Rework the trace pipeline towards statelessness
Problem
Our trace processing pipeline is currently engineered towards a backend keeps the information that receives around forever in a bunch of places. When information was sent once, it often won't be sent again until agent restart. This is problematic for two reasons:
- The new OTLP protocol is stateless and requires us to send completely self-contained packets of data. The OTLP reporter currently works around this by keeping all the info in LRUs. This kind of works, but we run into issues of permanently missing symbols and executable names when the LRU starts evicting. It also costs a lot of memory.

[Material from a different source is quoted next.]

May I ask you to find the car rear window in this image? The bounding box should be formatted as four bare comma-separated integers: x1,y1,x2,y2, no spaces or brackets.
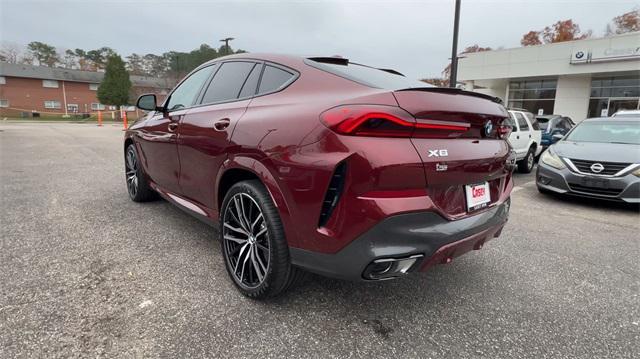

- Stateful reporter implementations with backends that phase out old data after a fixed period will run into issues with data that got evicted but will never be resent unless the profiling agent is restarted periodically.
Affected information
The following information is currently prone to falling out of LRU without a chance of it ever being resent:
- Interpreter and kernel frame symbols
- Each interpreter handler currently implements a domain-specific approach to ensuring that frame info is sent just once for the lifetime of the interpreter process (i.e. Python)
- Kernel frame resends are suppressed with an LRU without an expiry
- Executable info
- Sent only once when the executable is first seen, never resent
Rough outline of a solution
We need to rework the whole trace pipeline to ensure that all of this information is available all the time. There are two possible paths that we can pursue here:
- Make all components resend all information all the time.
- Rework the pipeline to be query-based instead: if the reporter needs an executable name, it would go to the process manager and ask for it. Probably nice efficiency-wise, but results in ugly circle dependencies.
- Probably more options that I didn't think of when creating this issue
We can probably get rid of tracehandler entirely. The caches that it maintains
will likely go away and the remaining few lines can be merged directly into
Tracer.
Sub-issues
- [x] Investigate possible solutions (see comment)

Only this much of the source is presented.